Mud-Slinging May Have Dented the Brand
Jim Zarroli talking on National Public Radio says that the mud-slinging campaign may have damaged the brand among the high-income sector that Trump targets:
“Among this higher-income group — the group that, at least for his hotels and golf courses and things like that would be the target group — we do think that this data is showing there could be significant problems,” said Will Johnson, president of BAV Consulting, a division of the Young & Rubicam Group, which regularly surveys public attitudes about brands.

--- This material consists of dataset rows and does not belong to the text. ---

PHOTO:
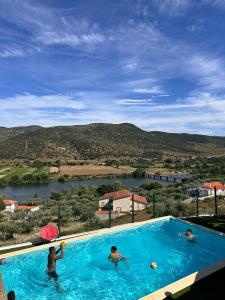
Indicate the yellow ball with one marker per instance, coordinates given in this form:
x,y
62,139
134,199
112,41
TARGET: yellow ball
x,y
63,245
153,265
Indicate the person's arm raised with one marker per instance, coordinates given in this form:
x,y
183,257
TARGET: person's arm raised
x,y
59,256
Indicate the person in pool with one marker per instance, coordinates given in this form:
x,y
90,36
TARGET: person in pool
x,y
190,236
51,268
115,256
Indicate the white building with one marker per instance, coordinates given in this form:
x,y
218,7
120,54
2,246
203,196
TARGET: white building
x,y
121,204
209,188
10,205
27,208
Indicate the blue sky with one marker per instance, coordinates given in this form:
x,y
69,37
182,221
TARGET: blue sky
x,y
159,64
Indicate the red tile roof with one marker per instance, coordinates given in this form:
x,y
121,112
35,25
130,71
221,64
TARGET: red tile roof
x,y
124,194
106,212
213,184
25,207
9,202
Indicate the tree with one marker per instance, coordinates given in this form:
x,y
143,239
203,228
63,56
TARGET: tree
x,y
61,179
139,173
56,196
2,204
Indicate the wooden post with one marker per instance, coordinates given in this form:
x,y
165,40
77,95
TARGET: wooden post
x,y
215,195
110,212
132,207
197,203
153,200
59,219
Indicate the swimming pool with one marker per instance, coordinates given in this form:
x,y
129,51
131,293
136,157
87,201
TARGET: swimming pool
x,y
86,273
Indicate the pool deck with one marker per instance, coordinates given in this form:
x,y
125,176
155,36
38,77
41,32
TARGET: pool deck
x,y
2,290
157,295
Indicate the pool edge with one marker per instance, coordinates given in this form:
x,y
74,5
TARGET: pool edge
x,y
85,235
190,279
184,282
2,289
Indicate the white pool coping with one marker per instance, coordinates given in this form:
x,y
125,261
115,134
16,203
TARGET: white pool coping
x,y
157,295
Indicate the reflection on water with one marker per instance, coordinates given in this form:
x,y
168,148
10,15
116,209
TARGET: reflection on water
x,y
25,192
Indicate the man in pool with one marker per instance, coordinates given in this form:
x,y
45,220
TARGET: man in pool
x,y
115,256
190,236
51,268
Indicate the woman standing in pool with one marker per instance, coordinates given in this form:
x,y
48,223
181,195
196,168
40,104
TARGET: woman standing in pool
x,y
51,268
115,256
190,236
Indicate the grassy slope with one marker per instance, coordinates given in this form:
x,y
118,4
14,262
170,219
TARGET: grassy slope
x,y
102,140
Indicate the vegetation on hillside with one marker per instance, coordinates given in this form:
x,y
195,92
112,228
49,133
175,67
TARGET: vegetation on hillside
x,y
101,140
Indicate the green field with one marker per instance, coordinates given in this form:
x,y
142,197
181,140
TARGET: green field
x,y
8,172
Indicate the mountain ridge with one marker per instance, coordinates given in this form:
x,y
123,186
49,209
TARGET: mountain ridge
x,y
101,140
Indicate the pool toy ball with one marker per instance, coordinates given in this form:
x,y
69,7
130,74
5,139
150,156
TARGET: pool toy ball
x,y
63,245
153,265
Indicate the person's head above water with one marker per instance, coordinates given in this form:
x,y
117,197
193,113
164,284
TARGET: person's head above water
x,y
11,295
113,249
52,250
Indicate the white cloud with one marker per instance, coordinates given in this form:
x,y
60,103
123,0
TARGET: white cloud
x,y
45,27
133,101
33,102
152,90
172,7
211,71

Among people with household incomes over $150,000 a year, the number who equate Trump with being “upper class” fell by 53 percent in the past two years ending in December.
“Similar declines took place in the perception of Trump as “prestigious” (39 percent), “glamorous” (30 percent) and “intelligent” (29 percent). Trump did gain in the percentage of people who saw him as being “traditional,” a word often associated with conservative values.”
Zarroli next references a survey conducted by Forbes by the polling/consulting firm, Penn Schoen Berland, found that 45 percent of U.S. residents who earn $200,000 a year said they will “make a point of not visiting a Trump hotel or golf course over the next four years.”
The Crux of Trump’s Dilemma
Trump’s political message is targeted at the blue collar worker frustrated by the decline of the great American middle class, yet Trump’s commercial business message is targeted to the wealthy who can afford his luxury properties. Win or lose, the Trump brand will be a casualty.